The younger Earle allows father Steve into this album from the start, but not in a positive way. “Hear my father on the radio, singin’ ‘Take Me Home Again,’” he sings on the opening line. “Sometimes I wish that I could get away / sometimes I wish that he’d just call”. What follows is a half-hour of occasionally fine country-soul, ranging from the rollikcing ‘Look The Other Way’ and the stomp of ‘Maria’ to the sweet whisper of ‘Won’t Be The Last Time’. The sound carries a Memphis accent to reflect a change in location for Earle, who moved on from New York but once again bypassed Nashville.
But the fact it is only half an hour, a breathless rip through 10 songs, fails to do several of these compositions justice, and you begin to wonder if the album name reflects a growing restlessness and frustration.

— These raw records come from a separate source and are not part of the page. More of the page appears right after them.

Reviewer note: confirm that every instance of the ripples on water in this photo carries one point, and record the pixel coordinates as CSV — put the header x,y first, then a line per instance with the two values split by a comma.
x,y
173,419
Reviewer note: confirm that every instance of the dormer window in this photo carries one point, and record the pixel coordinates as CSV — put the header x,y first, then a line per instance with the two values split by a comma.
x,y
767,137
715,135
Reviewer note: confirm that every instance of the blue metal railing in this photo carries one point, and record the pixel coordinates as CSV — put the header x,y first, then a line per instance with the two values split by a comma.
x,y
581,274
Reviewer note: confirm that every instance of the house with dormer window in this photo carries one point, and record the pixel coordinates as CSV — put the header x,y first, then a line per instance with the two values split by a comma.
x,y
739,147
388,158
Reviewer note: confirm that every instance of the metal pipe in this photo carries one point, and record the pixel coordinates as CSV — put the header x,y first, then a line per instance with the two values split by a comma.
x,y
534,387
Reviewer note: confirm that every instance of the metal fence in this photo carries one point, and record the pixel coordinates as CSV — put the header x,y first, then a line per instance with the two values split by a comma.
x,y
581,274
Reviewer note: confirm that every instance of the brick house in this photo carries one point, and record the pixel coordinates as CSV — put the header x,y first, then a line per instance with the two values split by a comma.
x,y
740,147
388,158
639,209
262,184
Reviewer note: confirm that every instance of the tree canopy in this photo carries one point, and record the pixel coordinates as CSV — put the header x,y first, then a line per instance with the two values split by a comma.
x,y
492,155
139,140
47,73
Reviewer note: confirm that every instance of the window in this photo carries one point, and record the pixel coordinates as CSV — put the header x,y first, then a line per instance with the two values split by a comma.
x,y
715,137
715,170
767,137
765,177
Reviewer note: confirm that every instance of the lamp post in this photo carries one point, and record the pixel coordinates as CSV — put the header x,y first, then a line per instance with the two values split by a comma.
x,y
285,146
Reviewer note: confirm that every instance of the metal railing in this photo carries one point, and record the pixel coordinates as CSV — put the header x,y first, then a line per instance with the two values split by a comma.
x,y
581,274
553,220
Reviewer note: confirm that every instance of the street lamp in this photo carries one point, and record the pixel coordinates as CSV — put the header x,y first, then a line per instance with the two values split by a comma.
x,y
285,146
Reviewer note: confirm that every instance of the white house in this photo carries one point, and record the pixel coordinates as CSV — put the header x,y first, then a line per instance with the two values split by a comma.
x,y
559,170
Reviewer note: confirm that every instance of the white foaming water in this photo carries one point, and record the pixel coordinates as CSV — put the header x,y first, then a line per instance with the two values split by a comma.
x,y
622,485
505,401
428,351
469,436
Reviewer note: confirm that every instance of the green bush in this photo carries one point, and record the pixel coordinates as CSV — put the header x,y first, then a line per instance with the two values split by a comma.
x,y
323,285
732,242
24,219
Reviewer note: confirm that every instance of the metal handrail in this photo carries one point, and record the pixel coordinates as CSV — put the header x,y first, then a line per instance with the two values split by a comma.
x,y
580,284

The themes of melancholy and heartache are standard fare for the genre, but they begin to sound like more than just ticking boxes for a man who celebrated the release of his last, best album by getting arrested for battery and public drunkeness.
From all of this, we can detect a worrying pattern, not least if we once again allow the elder Earle – and all of his well-documented addiction problems over the years – to cast a shadow on our thinking. And worry we will, because when this album pauses for breath long enough, the very real talent Justin possesses is glaringly obvious. If he would take the time, he could make us think whatever he wanted about him.